Despite the strengthening, nine of the tank cars that ruptured in Saturday’s most recent Northern Ontario crash and fire were CPC-1232s. The Canadian Transportation Safety Board concluded that the tank cars involved in a February 14 train derailment complied with the upgraded CPC-1232 standards that began being instituted in Canada last year for new tank cars carrying crude and other flammable liquids. In both cases, the DOT 111 and CPC-1232 both still “performed similarly” in an accident to those involved in the derailment in Lac-Megantic, Quebec that killed 47 people and leveled 40 buildings two years ago.

“This was supposed to be a better quality car. So far we haven’t seen that better performance,” Rob Johnston, a senior Transportation Safety Board official, said in a February 23 interview with The Associated Press.

With three derailments by Canadian National Railway Co. in the last 30 days, Canadian Transport Minister Lisa Raitt has been under tremendous pressure by the Canadian House of Commons to increase the requirements for strengthening tank cars authorized to haul crude oil and other flammables.

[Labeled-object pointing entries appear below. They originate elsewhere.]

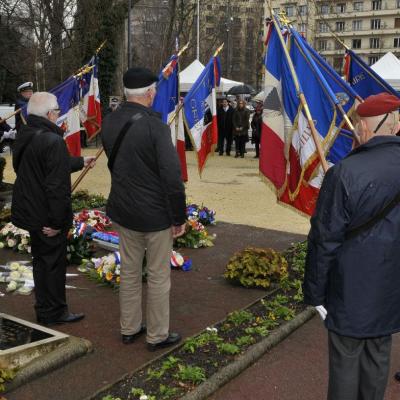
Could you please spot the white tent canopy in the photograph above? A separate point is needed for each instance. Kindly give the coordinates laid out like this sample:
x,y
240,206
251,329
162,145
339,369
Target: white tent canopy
x,y
189,75
388,67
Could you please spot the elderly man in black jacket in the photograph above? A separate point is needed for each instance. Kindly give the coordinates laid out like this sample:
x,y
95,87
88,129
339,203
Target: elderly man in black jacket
x,y
146,204
41,203
352,270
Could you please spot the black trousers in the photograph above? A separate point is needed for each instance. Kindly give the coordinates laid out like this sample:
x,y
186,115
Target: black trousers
x,y
358,368
49,269
240,145
222,138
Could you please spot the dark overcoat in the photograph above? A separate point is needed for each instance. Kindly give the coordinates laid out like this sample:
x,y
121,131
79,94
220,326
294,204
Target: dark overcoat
x,y
357,279
42,190
147,192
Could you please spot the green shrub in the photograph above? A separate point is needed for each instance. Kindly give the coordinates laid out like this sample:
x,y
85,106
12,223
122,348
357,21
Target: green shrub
x,y
81,199
253,267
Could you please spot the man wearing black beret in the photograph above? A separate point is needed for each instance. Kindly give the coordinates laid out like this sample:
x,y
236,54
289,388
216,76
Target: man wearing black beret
x,y
352,269
147,206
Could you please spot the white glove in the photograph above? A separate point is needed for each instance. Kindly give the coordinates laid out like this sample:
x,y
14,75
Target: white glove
x,y
9,135
322,312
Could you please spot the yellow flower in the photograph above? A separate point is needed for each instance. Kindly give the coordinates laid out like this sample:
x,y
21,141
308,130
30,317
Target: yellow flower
x,y
109,276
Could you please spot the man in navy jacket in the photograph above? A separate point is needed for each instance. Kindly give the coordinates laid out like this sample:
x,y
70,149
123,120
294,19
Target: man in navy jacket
x,y
352,274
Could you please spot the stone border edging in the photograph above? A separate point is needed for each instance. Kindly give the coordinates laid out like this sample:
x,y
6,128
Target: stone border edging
x,y
227,373
70,350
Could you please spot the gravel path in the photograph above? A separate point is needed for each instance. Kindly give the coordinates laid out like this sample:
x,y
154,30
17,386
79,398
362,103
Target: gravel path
x,y
231,186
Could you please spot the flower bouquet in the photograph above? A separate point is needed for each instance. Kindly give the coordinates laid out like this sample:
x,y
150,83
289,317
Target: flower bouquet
x,y
18,276
196,236
14,238
202,214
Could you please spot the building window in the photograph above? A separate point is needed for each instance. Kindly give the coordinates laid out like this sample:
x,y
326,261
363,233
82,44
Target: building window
x,y
375,23
337,64
322,45
340,26
374,43
372,60
341,8
323,27
290,11
324,9
302,28
303,10
377,5
357,25
358,6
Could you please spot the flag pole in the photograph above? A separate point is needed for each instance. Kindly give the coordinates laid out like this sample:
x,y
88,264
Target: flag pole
x,y
300,94
87,168
10,115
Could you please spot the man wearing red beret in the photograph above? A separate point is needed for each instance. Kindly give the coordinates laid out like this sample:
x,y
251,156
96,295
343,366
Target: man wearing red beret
x,y
352,274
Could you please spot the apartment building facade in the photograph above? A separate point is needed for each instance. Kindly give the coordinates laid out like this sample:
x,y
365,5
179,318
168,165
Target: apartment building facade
x,y
370,27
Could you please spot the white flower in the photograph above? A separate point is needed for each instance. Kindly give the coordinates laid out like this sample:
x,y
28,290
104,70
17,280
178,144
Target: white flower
x,y
14,275
11,286
14,266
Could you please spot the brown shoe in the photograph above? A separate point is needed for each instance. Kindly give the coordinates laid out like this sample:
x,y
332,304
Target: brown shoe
x,y
172,339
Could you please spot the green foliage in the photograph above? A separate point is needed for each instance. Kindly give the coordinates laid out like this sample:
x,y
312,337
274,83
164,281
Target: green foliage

Minister Raitt, after being grilled at a Parliamentary hearing, told reporters, “We’ve been working really diligently with the U.S….in terms of trying to get to the new tank safety standard, and I think we’re really close to announcing what that looks like.” She added that the new multi-lateral agreement with the U.S. will go farther than CPC-1232.

Two days after the Ontario derailment, tank cars loaded with crude that met the CPC-1232 standard derailed in a West Virginia snow-storm, sparking a horrific fire and causing the Department of Homeland Security to evacuate of hundreds of families.

U.S. Transportation Secretary Anthony Foxx has been meeting with safety officials in Canada since December to discuss a new tank car design. Secretary Fox has stated that Transportation Department officials recently sent a proposal for new tank car standards to the White House budget office for review.

The Canadian government is committed to improving the safety of railroad tank cars. But they warn the Obama Administration that if Keystone XL and other pipelines are not built, Canadian and U.S. oil will continue to be shipped by rail tank cars.